Na construção do Plano Camponês vimos refletindo sobre as diferentes formas de resistências e conquistas que estamos alcançando; vimos analizando os modos de participação nas lutas sociais e do dia a dia, processos nos quais a participação política e prática das mulheres tem sido de fundamental importância. Não há dúvida sobre a imprescindibilidade da atuação feminina para a reprodução social camponesa; mas há a necessidade de retirá-la da invisibilidade social. Dar visibilidade à condição de protagonista assumida pelas mulheres camponesas de todo o Brasil é assumir publicamente a necessidade de libertação do campesinato das práticas, dos costumes e das tradições machistas que, em sendo hegemônicas na sociedade, acabam por oprimir as mulheres e, pela cumplicidade das relações de poder aí em jogo, de certa forma também os homens.
Daí a necessidade de aprofundar o conhecimento para melhorar a ação política das mulheres no campo; para tornar clara a elaboração das necesidades concretas do campesinato; e produzir coletivamente um conjunto de métodos que permitam operar na construção da visibilidade do trabalho de todos os membros da família, tema que deve fazer parte não só da educação familiar, mas também das esferas mais ligadas à produção econômica.

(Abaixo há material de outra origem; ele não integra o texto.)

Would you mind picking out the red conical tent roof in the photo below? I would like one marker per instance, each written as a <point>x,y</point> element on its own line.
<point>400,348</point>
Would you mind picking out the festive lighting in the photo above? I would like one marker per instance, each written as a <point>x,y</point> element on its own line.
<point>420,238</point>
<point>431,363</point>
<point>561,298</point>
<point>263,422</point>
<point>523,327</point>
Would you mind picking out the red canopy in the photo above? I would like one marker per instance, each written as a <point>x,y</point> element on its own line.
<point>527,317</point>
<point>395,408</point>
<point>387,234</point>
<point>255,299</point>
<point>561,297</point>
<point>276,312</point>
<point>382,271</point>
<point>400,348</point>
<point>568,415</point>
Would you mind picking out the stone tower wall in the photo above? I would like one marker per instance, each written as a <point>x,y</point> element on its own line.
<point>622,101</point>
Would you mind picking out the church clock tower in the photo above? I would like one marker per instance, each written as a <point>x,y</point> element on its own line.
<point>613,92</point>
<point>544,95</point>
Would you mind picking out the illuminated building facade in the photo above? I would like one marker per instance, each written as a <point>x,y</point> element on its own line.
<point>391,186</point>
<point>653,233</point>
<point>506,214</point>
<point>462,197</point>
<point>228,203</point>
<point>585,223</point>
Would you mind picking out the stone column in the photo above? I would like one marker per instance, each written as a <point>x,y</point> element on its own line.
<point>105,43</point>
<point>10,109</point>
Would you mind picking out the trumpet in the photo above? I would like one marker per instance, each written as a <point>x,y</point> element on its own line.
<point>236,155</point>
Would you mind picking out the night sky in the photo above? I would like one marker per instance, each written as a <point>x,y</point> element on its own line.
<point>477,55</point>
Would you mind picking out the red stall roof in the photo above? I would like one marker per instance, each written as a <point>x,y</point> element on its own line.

Este é então o sentido que se expressa nesta coletânea que entregamos ao público: dar visibilidade e aprofundar o conhecimento da realidade concreta. Pelos diversos artigos que a integram, queremos destacar as condições de reprodução dos grupos domésticos e da participação das mulheres camponesas, pondo em destaque suas formas de organização e representação política, em muitos deles também pela articulação que autores desenvolveram entre os temas de gênero e campesinato, entres outros aspectos. Nossa iniciativa está longe de estar encerrada. Após a edição e o lançamento daquela coletânea, voltamos ao desafio de construir e publicar mais um volume com as experiências produtivas das mulheres no Plano Camponês, como já afirmado, projeto político do MPA.
O MPA reconhece e agradece profundamente todo o trabalho árduo e voluntário de todas as pessoas, militantes, intelectuais, pesquisadoras envolvidas nesse projeto, na construção desta importante coletânea e, de forma especial, às professoras/pesquisadoras Delma Pessanha Neves e Leonilde Servolo de Medeiros, que não mediram esforços para alcançarmos esse resultado, amplamente compensado por se tratar de um grande passo na construção de uma sociedade na qual as histórias de diversos segmentos sociais sejam igualmente reconhecidas.
Queremos construir um campesinato forte, uma sociedade justa, em que todas as pessoas sejam respeitadas e visibilizadas, por constituírem partes importantes da desejada construção social. Por isso, com essa coletânea que tras ao reconhecimento público a participação das mulheres, nós experimentamos a satisfação de estar contribuindo nessa emancipação histórica das mulheres camponesas.
A todas as mulheres, que avancemos na consciência, no planejamento e na organização das nossas lutas, das nossas conquistas em todas as partes do país e do mundo, porque: Mulheres organizadas, sementes germinadas e a sociedade transformada.